Die zweite Seite des Problems scheint das Chassis zu sein. Es ist aufgrund der Leistungen des Teams schwer einzuschätzen, wo man da im Vergleich zu Konkurrenz liegt, aber ganz weit vorne sicher nicht. Analysiert man die besten Ergebnisse, stellt man fest, dass McLaren ausgerechnet in Russland, Österreich, Malaysia und den USA die meisten Punkte geholt hat. Dann wäre aber auch noch der Ausreißer in Monaco, wo man 12 Punkte holen konnte. Nimmt man die verwendeten Reifen, wird die Sache ein bisschen klarer. Monaco und Österreich sahen die Ultrasoft. Russland die Supersoft. Nur Malaysia hatte die härtesten Mischungen, da war es aber warm. Die Vermutung liegt nahe, dass das Chassis nur in Kombination mit den weichsten Reifen und/oder bei sehr hohen Temperaturen funktionierte. Dann allerdings richtig gut.

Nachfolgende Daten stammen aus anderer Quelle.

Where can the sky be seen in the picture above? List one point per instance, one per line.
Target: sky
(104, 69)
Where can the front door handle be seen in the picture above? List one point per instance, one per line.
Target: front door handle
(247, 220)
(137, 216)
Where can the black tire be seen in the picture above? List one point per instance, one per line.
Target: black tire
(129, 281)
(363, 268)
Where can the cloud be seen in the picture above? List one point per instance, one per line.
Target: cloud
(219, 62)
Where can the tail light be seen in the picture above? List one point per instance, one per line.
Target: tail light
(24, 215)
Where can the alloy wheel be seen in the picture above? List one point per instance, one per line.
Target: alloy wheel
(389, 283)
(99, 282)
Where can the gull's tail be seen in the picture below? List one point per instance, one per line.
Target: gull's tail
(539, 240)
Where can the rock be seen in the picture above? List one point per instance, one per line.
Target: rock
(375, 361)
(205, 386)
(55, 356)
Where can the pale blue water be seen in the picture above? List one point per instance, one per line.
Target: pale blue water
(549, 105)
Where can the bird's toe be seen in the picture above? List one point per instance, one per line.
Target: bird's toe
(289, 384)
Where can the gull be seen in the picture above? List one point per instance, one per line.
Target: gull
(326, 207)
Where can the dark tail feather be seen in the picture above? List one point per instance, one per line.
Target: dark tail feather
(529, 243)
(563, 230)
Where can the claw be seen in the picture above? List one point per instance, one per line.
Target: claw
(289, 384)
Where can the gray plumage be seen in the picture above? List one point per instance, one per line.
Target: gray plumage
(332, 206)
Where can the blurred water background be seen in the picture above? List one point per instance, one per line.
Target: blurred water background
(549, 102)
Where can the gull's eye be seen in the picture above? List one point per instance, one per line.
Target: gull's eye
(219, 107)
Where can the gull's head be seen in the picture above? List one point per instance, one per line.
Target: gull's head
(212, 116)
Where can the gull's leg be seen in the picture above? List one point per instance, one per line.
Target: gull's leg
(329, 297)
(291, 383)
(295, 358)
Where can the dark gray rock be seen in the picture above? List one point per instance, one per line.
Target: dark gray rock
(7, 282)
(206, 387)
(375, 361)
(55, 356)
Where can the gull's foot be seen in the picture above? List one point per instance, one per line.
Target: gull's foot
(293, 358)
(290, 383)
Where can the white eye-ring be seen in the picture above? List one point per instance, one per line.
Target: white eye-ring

Im Laufe der Saison klagten sowohl Alonso als auch Button sehr häufig über Probleme mit der Balance und fehlenden Grip. Ein Zeichen dafür, dass man die Reifen nicht richtig oder dauerhaft in das richtige Temperaturfenster bekommen hat. Was insofern etwas erstaunlich ist, weil die Pirelli des Jahres 2016 ein breiteres Arbeitsfenster hatten als in den Jahren zuvor. Das Zusammenspiel zwischen Aerodynamik, Fahrwerk, Luftdruck usw. scheint beim McLaren komplex zu sein. Steigen die Temperaturen, löst sich das Problem. Fallen sie, hat man keine Chance. Als Beispiel dafür dienen die beiden Rennen in Malaysia (viele Punkte) und Japan (keine). Das Problem ist nicht trivial und die Tatsache, dass man es über die Saison nicht in den Griff bekommen hat, spricht dafür, dass man sich bei der Konstruktion der Aufhängung vertan hat.
Auch ansonsten lief es bei McLaren zäh. Der Rauswurf von Ron Dennis zog sich über den Sommer und Herbst hin, was zu einer internen Blockierung führte. Mit dem neuen CEO Zak Brown bekommt man zumindest einen sehr erfahrenen Manager ins Haus, die Hauptlast der Teamführung wird aber noch mehr auf dem Rücken von Eric Boullier liegen. Brown ist im Gegensatz zu Dennis kein Techniker.
Die Fahrer wussten auch nicht immer zu überzeugen. Natürlich ist die Klasse von Alonso und Button unbestritten. Aber man merkte beiden den Frust über die lange Saison an. Button beschwerte sich über Funk permanent über das Auto, dito Alonso. Eine bezeichnende Szene spielte sich in Austin ab. Der Spanier jammerte über das Auto, die Motorleistung und den ganzen Rest. Seine Lustlosigkeit konnte man mit den Händen greifen. Dann lief er auf Massa auf und schaltete plötzlich in den Angriffsmodus. Und schon war die Laune wieder besser.
Es dürfte beiden Weltmeistern schwer gefallen sein, sich mit den Gegebenheiten bei McLaren zu arrangieren, und das merkte man hier und da auch. Button tritt nun zurück, es ist sehr unwahrscheinlich, dass er in die F1 zurückkommt. Alonso wird seinen Vertrag mit McLaren erfüllen und vermutlich 2018 in die WEC wechseln. Aber mit Stoffel Vandoorne hat man ja einen Piloten für die Zukunft.